That sounds really interesting. I'd love to see the results of the breed comparison.


----------



## Magwart (Jul 8, 2012)

That's fascinating!


OT, but I have to say it: I _love _Patton's face and eyes. He's such a handsome fellow! You can see he's a sweet, very loved boy in that expression.


----------



## car2ner (Apr 9, 2014)

ah gee thanks Mags. I'm still waiting to see when he comes up on the Instagram feed. (oooh, it is up now... https://www.instagram.com/p/BlGFnqzlXER/?hl=en&taken-by=umddoglab ) They try to get a nice photo of each dog in the study. When I see any results posted I'll gladly share.


----------



## car2ner (Apr 9, 2014)

*Chief's turn*

My gal-dog was so good with the researchers. When they left the room for the test she was way more interested in where they went and what they were doing outside of the sound booth than the lights and noises they played. I was wearing headphones so I heard very little of what they were playing or what noises they were using. She had such different responses than my big-boy had. While he had lay there by my feet listening to the sounds and following the lights and trying to make sense of it all, my gal-dog wanted to leave the booth and see what was behind the walls and curtains.

She was all chill during the first part of the test where Patton seemed more concerned trying to understand things. The 2nd part he played along and thought about how to respond, watching and listening. Chief talked to the researchers during the entire 2nd part of the test. It was the same talk she does at the fence when she wants the neighbor's dog to come out to the yard. Chief was more action oriented and got want to go see more things to understand what to do.


----------



## car2ner (Apr 9, 2014)

Here are some of the results from the studies going on at the University of Maryland. Patton and Chief weren't in this study. This was the one that they were working on right before we volunteered. I'm very happy to see them set up a blog to share their results. I signed my dogs up again if they would like us to come in for another study. 
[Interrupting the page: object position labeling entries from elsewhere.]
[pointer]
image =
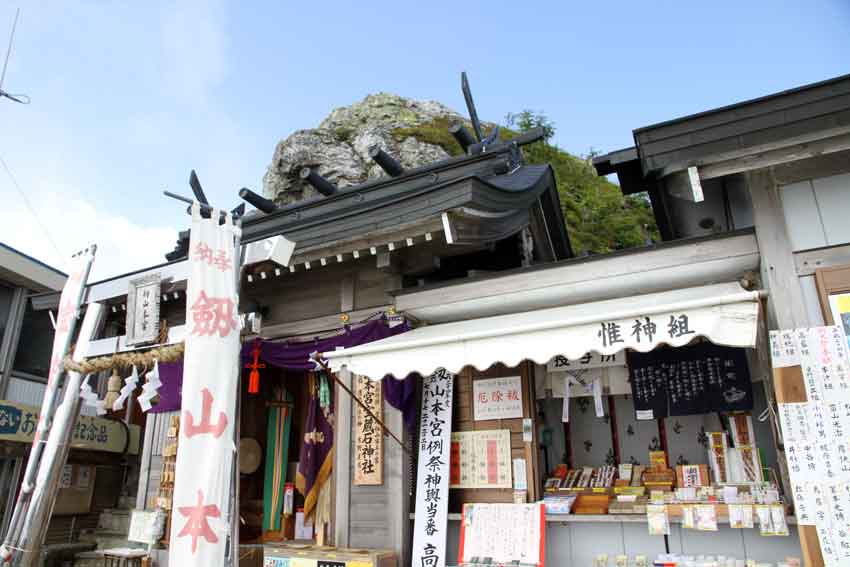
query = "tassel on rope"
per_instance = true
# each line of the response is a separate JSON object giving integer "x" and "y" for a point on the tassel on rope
{"x": 254, "y": 375}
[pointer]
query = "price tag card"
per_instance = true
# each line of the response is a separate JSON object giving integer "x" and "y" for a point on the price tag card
{"x": 803, "y": 507}
{"x": 783, "y": 349}
{"x": 813, "y": 380}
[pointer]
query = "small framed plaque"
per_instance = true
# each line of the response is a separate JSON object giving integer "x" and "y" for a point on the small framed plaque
{"x": 143, "y": 310}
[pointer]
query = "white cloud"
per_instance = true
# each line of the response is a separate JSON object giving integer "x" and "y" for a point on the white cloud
{"x": 73, "y": 224}
{"x": 194, "y": 43}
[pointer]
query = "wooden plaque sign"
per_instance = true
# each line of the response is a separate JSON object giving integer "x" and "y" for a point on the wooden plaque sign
{"x": 369, "y": 438}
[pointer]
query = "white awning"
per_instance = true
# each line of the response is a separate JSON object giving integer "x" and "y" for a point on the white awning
{"x": 725, "y": 314}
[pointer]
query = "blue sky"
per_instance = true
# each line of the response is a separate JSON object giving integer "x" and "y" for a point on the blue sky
{"x": 128, "y": 97}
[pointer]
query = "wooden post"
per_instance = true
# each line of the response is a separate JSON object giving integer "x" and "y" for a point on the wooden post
{"x": 785, "y": 308}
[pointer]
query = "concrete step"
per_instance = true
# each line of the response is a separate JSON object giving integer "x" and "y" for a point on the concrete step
{"x": 114, "y": 520}
{"x": 126, "y": 502}
{"x": 106, "y": 539}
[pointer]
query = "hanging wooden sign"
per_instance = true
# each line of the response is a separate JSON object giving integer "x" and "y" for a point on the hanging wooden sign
{"x": 369, "y": 439}
{"x": 143, "y": 310}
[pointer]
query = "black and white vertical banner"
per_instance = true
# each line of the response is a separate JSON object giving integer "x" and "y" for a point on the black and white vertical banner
{"x": 432, "y": 480}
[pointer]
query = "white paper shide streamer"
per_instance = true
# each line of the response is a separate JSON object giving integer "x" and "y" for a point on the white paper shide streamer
{"x": 151, "y": 387}
{"x": 129, "y": 387}
{"x": 90, "y": 397}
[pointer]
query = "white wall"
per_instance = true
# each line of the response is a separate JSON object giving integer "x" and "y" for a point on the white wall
{"x": 817, "y": 211}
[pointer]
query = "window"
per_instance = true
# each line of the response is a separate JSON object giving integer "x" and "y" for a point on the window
{"x": 816, "y": 211}
{"x": 35, "y": 344}
{"x": 6, "y": 294}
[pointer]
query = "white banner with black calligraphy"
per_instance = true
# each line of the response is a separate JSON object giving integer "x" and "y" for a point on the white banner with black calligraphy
{"x": 432, "y": 480}
{"x": 199, "y": 525}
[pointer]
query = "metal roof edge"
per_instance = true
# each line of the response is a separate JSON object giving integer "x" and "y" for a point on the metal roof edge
{"x": 740, "y": 104}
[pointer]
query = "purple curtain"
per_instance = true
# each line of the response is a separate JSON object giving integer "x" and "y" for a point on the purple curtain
{"x": 295, "y": 355}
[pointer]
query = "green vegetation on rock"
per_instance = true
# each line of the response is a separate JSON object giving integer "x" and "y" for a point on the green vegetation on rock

https://www.umddogblog.com/blog/


----------



## car2ner (Apr 9, 2014)

Today we have our 3rd visit at the University of Maryland. The dogs are beginning to recognize the place and enjoy going even more. Of course, they don't really recognize what they are doing and often tell the researchers so...What did you want? Are you guys crazy? but then they settle down and just enjoy the visit.
And as typical for her, my gal-dog talked to them through the entire experiment.


----------